Sukses

Tradisi &quotShaolin" di Jatinangor

SCTV mendapatkan rekaman gambar penyiksaan yang kerap dilakukan praja senior terhadap junior di STPDN. Para junior itu dipukul dan ditendang. Mengeranglah mereka kesakitan.

Liputan6.com, Jakarta: Anak muda itu kayang, tubuh menghadap langit, kepala mendongak, tenaga bertumpu pada kedua tangan dan kaki. Ini bukan atraksi sirkus atau debus. Sebab, sekonyong-konyong, perut anak muda itu ditumbuk dengan kepalan tangan atau siku berkekuatan penuh ala Johnny B. Badd dalam tayangan gulat World Wrestling Federation (WWF). Si penghantam adalah "atasan" atau senior si anak muda tersebut, yang tak lain mahasiswa (praja) junior Sekolah Tinggi Pemerintahan Dalam Negeri, Jatinangor, Sumedang, Jawa Barat. Seketika, dibalut ketakutan dan kepasrahan, anak muda itu tumbang sembari mengerang kesakitan. "Arkh..."

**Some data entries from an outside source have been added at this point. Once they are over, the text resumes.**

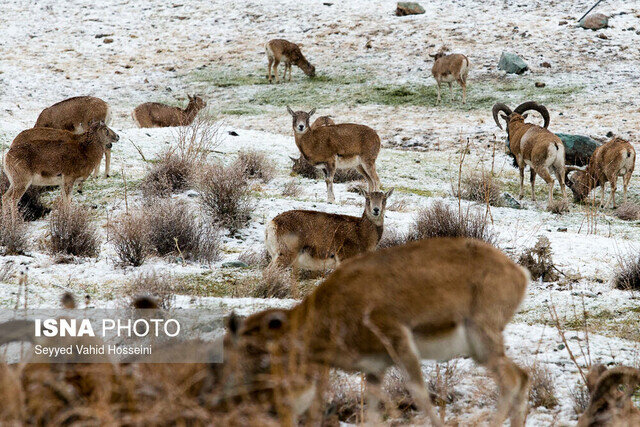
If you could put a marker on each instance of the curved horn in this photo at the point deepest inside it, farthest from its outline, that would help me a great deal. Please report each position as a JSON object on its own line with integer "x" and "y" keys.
{"x": 497, "y": 108}
{"x": 532, "y": 105}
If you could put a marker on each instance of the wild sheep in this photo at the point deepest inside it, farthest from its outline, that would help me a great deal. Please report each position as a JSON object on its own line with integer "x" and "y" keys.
{"x": 74, "y": 115}
{"x": 279, "y": 50}
{"x": 533, "y": 145}
{"x": 46, "y": 156}
{"x": 313, "y": 240}
{"x": 451, "y": 68}
{"x": 432, "y": 299}
{"x": 157, "y": 115}
{"x": 341, "y": 146}
{"x": 611, "y": 160}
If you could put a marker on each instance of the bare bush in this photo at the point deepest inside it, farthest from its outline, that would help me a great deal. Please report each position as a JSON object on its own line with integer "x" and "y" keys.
{"x": 224, "y": 195}
{"x": 539, "y": 262}
{"x": 72, "y": 231}
{"x": 480, "y": 186}
{"x": 130, "y": 233}
{"x": 161, "y": 289}
{"x": 627, "y": 275}
{"x": 440, "y": 220}
{"x": 542, "y": 391}
{"x": 14, "y": 236}
{"x": 256, "y": 165}
{"x": 175, "y": 230}
{"x": 628, "y": 211}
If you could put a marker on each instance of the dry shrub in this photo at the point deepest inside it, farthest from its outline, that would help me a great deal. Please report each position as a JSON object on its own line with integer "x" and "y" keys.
{"x": 628, "y": 211}
{"x": 30, "y": 204}
{"x": 161, "y": 289}
{"x": 14, "y": 236}
{"x": 440, "y": 220}
{"x": 170, "y": 174}
{"x": 72, "y": 231}
{"x": 627, "y": 276}
{"x": 542, "y": 391}
{"x": 224, "y": 195}
{"x": 480, "y": 187}
{"x": 559, "y": 206}
{"x": 292, "y": 189}
{"x": 130, "y": 234}
{"x": 175, "y": 230}
{"x": 539, "y": 262}
{"x": 256, "y": 165}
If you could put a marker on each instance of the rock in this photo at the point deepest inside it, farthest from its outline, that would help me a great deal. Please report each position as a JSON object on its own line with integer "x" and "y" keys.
{"x": 578, "y": 148}
{"x": 409, "y": 8}
{"x": 595, "y": 21}
{"x": 510, "y": 201}
{"x": 234, "y": 264}
{"x": 512, "y": 63}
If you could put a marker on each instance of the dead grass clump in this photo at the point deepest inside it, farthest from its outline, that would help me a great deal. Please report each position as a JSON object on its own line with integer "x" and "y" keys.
{"x": 628, "y": 211}
{"x": 72, "y": 231}
{"x": 130, "y": 234}
{"x": 559, "y": 206}
{"x": 539, "y": 262}
{"x": 256, "y": 165}
{"x": 14, "y": 236}
{"x": 30, "y": 204}
{"x": 175, "y": 230}
{"x": 440, "y": 220}
{"x": 480, "y": 187}
{"x": 161, "y": 289}
{"x": 224, "y": 195}
{"x": 542, "y": 391}
{"x": 171, "y": 174}
{"x": 627, "y": 276}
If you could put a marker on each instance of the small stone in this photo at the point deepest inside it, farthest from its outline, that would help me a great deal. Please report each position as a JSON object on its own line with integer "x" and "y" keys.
{"x": 409, "y": 8}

Peristiwa itu terjadi pada akhir Juni 2003, sebagai jalan bagi praja untuk mendapatkan lencana drumband. Satu dari sekian rekaman adegan yang didapat secara eksklusif oleh SCTV itu bak kartu as bahwa kekerasan memang mewarnai kampus calon pamong tersebut. Saat rekaman diputar, terdengar seseorang mahasiswa senior berkata, "Ini barang bukti, lo, ketahuan Depdagri bisa mampus." Rupanya, pemukulan, juga tendangan ala kungfu shaolin menjadi santapan praja junior. Inilah pembinaan. Begitu pihak STPDN menyebut aksi yang lebih tepat disebut penyiksaan.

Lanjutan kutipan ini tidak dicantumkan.